Oczywiście, proszę o komentarze 😊. Jak nie wiem, co myślą czytelnicy, to nie wiem też czy mam wstawiać więcej rozdziałów.

Telefon Kise zadzwonił, kiedy model miał akurat przerwę. Wyświetlił się nieznany numer. Blondyn zawsze był ostrożny, jeśli chodzi o takie rzeczy, biorąc pod uwagę, że zajmował się nie tylko modelingiem. Przez chwilę patrzył na wyświetlacz, aż w końcu odebrał telefon.

- Słucham?

- Witaj, Złoty Feniksie – rozległ się niski chłodny głos w słuchawce.

Kise zamarł. Złoty Feniks był jego pseudonimem używanym w drugiej profesji. Niewielu wiedziało zarówno o tej nazwie jak i tym bardziej o drugim zajęciu, a skoro dzwonił do niego ktoś, kto właśnie tak się do niego zwracał, oznaczało to tylko jedno: jest na kogoś zlecenie.

Ryouta dyskretnie rozejrzał się sprawdzając czy nikt nie nadstawia ucha i wszedł do pustej garderoby.

- W czym mogę pomóc?

- Posłuchaj mnie uważnie, Złoty Feniksie. Jest pewna osoba, która koniecznie musi zniknąć. Na amen.

- Proponuję spotkanie w cztery oczy. Uzgodnimy na nim wszystko i dam panu odpowiedź, czy przyjmuję zlecenie.

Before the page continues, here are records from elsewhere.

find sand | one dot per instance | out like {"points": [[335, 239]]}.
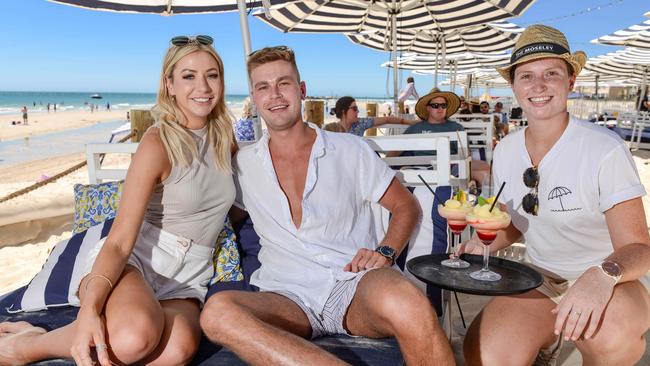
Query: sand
{"points": [[43, 122], [32, 224]]}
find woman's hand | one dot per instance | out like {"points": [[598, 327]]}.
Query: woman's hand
{"points": [[90, 333], [472, 246], [583, 306]]}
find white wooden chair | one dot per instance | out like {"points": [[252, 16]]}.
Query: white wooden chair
{"points": [[480, 134], [641, 121], [422, 241], [93, 156]]}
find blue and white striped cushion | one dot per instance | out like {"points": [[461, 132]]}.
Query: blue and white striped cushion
{"points": [[56, 284]]}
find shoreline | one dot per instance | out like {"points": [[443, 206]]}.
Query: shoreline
{"points": [[42, 123]]}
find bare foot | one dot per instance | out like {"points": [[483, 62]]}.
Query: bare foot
{"points": [[11, 336]]}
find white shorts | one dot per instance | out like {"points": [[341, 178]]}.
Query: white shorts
{"points": [[330, 320], [173, 266]]}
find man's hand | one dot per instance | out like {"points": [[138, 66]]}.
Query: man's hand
{"points": [[366, 259], [582, 308]]}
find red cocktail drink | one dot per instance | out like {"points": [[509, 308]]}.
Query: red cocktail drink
{"points": [[487, 223], [455, 211]]}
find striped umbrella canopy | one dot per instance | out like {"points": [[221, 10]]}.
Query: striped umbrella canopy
{"points": [[459, 62], [634, 36], [489, 37], [631, 65], [370, 16], [454, 64], [628, 63]]}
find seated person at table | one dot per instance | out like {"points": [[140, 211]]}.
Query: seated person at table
{"points": [[322, 268], [574, 195], [347, 111], [503, 118], [434, 109], [334, 127]]}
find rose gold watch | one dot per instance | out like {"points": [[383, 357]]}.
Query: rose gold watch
{"points": [[612, 270]]}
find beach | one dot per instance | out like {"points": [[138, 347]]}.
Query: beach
{"points": [[32, 224], [44, 122]]}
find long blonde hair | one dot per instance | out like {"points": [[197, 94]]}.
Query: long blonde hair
{"points": [[179, 144]]}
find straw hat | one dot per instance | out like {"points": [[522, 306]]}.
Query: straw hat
{"points": [[541, 41], [453, 103]]}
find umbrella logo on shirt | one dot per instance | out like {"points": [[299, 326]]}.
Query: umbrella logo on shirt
{"points": [[557, 193]]}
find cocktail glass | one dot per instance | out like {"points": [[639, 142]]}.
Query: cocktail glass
{"points": [[486, 229], [457, 223]]}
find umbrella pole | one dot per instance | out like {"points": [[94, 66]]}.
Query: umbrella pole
{"points": [[597, 98], [393, 31], [246, 40], [643, 89]]}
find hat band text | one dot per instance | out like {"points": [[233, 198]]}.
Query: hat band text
{"points": [[538, 48]]}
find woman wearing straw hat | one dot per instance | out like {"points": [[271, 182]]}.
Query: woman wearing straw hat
{"points": [[347, 111], [434, 110], [575, 197]]}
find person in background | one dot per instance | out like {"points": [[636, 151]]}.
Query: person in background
{"points": [[24, 111], [574, 195], [503, 118], [334, 127], [347, 111], [434, 110], [408, 91], [244, 130], [145, 284]]}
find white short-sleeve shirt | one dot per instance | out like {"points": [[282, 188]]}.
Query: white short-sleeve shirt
{"points": [[586, 172], [344, 177]]}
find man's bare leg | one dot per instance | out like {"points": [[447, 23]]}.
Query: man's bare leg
{"points": [[620, 337], [262, 328], [387, 304]]}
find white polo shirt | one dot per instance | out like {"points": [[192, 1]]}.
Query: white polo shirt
{"points": [[586, 172], [344, 177]]}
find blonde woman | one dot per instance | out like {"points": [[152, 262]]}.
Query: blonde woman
{"points": [[141, 298]]}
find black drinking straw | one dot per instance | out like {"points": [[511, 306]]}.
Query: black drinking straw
{"points": [[428, 186], [497, 197]]}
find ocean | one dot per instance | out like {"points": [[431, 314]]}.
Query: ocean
{"points": [[11, 102]]}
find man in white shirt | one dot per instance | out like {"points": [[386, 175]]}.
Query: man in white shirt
{"points": [[408, 91], [322, 271]]}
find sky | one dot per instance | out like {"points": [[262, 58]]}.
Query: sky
{"points": [[52, 47]]}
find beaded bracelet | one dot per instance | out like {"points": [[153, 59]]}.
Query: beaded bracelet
{"points": [[92, 277]]}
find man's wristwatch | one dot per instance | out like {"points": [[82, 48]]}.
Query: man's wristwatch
{"points": [[612, 270], [387, 252]]}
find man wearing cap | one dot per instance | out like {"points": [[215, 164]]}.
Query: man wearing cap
{"points": [[574, 196], [434, 110]]}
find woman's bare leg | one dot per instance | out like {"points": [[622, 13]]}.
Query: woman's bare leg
{"points": [[134, 322]]}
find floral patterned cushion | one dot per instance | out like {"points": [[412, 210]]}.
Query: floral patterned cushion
{"points": [[95, 203], [226, 259]]}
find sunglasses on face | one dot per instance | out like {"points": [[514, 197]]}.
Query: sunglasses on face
{"points": [[276, 48], [530, 202], [181, 41]]}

- Dobrze. Spotkamy się dzisiaj wieczorem. Twój partner, Ciemny Wilk, też może brać w nim udział.

- Wie pan, że nie działam sam?

- Oczywiście, że o tym wiem. Ale z tobą łatwiej się skontaktować niż z twoim partnerem. O dziesiątej, w barze „Pod ostrzem".

- Przekażę mojemu partnerowi. Do zobaczenia.

- Do zobaczenia.

Rozłączywszy się, Kise wysłał Daikiemu wiadomość o spotkaniu o dziesiątej wieczorem w barze „Pod ostrzem". Później musiał wracać do pracy, bo przerwa właśnie się kończyła.

Wieczorem Kise i Aomine, ubrani w ciemne płaszcze z kapturami nasuniętymi prawie że na oczy, udali się na miejsce spotkania. Bar „Pod ostrzem" był tajnym miejscem, w którym zleceniodawcy mogli spotkać się z zabójcami i wyjaśnić szczegóły zleceń. Pub był znany tylko w kręgu zabójców i ich potencjalnych klientów. Jeśli się o nim wiedziało, to albo było się zabójcą, albo miało pojemne, pękające w szwach, kieszenie i wielu wrogów, albo było się bardzo wpływową osobą, która nie chciała, żeby jej ciemne sprawki wyszły na jaw. Kise i Aomine dotarli na miejsce po niecałych czterdziestu minutach.

Bar był nieduży i mieścił się niedaleko centrum. Budynek skryty był w cieniu ogromnych biurowców i apartamentowców, z daleka od głównej ulicy i ciekawskich spojrzeń. Nawet przedsiębiorcy wynajmujący biura, ani mieszkańcy apartamentów nie wiedzieli o małym pubie stojącym niedaleko za budynkami, skrytym przed niewtajemniczonymi.

Obaj mężczyźni podeszli do czarnych drzwi wyglądających jak zwyczajne drzwi do baru. Aomine zapukał i w drzwiach otworzyło się okienko.

- Kto idzie? – rozległ się niski głos ze środka.

- Ciemny Wilk i Złoty Feniks – odrzekł Aomine.

- Jakie szkoły ukończyliście?

- Ukończyliśmy tą samą szkołę. Teikou.

Drzwi otworzyły się skrzypiąc lekko i obaj zabójcy weszli do środka.

Pub sprawiał wrażenie dość obskurnego z zewnątrz, ale w środku był naprawdę ekskluzywny. Kontuar i krzesła przy nim wykonane były z najwyższej jakości drewna, tak samo jak stoliki przy ścianach, przy których stały sofy i fotele ze skórzanymi obiciami. Ściany były pomalowane na ciemny brąz dodając wnętrzu tajemniczości. Przy stolikach siedzieli klienci, niektórzy w ciemnych płaszczach, inni w drogich garniturach.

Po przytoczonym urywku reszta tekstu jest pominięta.